Were I a slightly more nimble consumer, I could obtain any book with a few keystrokes, but my connections are not so tight.
Diversifying my stream: I read physical books that I buy. I read physical books that I borrow from the library. My sister (bless her!) gave me one of her extra Kindles, so I read on that, or on the iPad. We listen to books on CD or as podcasts or digital files.

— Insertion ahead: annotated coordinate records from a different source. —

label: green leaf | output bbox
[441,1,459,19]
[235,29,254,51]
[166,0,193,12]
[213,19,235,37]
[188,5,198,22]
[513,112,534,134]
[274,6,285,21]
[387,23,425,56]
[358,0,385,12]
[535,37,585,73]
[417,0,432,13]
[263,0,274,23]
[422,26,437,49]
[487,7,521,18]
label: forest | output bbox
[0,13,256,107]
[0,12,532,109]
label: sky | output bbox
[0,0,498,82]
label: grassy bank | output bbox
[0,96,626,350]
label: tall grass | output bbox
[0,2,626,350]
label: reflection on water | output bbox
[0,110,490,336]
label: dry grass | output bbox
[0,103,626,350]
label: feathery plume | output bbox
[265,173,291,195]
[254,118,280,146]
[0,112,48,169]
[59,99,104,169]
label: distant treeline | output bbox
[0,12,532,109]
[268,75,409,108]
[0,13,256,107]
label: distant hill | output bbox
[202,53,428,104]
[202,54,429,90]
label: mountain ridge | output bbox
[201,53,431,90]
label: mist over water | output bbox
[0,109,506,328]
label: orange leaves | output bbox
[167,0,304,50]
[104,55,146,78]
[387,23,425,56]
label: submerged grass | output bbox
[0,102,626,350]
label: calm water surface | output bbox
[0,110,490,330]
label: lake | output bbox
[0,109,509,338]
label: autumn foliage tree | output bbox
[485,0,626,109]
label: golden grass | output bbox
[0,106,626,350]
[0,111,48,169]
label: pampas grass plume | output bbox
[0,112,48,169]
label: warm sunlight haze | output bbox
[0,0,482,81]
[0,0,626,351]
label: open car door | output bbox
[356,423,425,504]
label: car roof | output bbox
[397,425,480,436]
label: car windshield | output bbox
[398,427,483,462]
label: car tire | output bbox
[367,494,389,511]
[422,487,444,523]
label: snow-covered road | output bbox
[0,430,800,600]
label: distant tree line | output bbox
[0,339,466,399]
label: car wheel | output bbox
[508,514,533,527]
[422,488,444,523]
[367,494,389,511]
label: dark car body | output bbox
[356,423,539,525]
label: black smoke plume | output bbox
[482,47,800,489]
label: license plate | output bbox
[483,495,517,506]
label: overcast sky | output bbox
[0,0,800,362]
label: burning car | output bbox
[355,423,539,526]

I whittled a few titles off the "Books to Read" list recently and discovered one of my favorite bookchoices for the year. Some friends may be getting a copy of
The Fly Trap by Fredrik Sjöberg
Fredrik Sjöberg is an entomologist. He's aware how quirky a profession that is. And his particular passion –– hoverflies –– is not especially showy or accessible to the general public. "Of course I could name a number of very good, very sensible reasons why a person ought to collect flies, but I am not a missionary." Indeed he is not -- ostensibly -- trying to get his readers interested in hoverflies, fascinating as they may be. In this memoir, he's writing instead about larger questions of obsession and nature (or the outdoors anyway, as he thinks people's passion for "unspoiled" wilderness is a load of hooey). He's clever and funny, with an original turn to his thinking that startles and charms. (He points out in passing that the only place an entomologist specializing in forensic work on cadavers might have enough work to make a living would be the United States.) |
Like all the best memoirs, the book –– slim, but promising to continue in another two volumes –– is not so much about Sjöberg's insects, but about what he has learned from his pursuit of them.
I should be more embarrassed at my giddy fan-girl response to Sjöberg's story, but as my companions will attest: I cheerfully read aloud whole pages for their enjoyment as well as my own.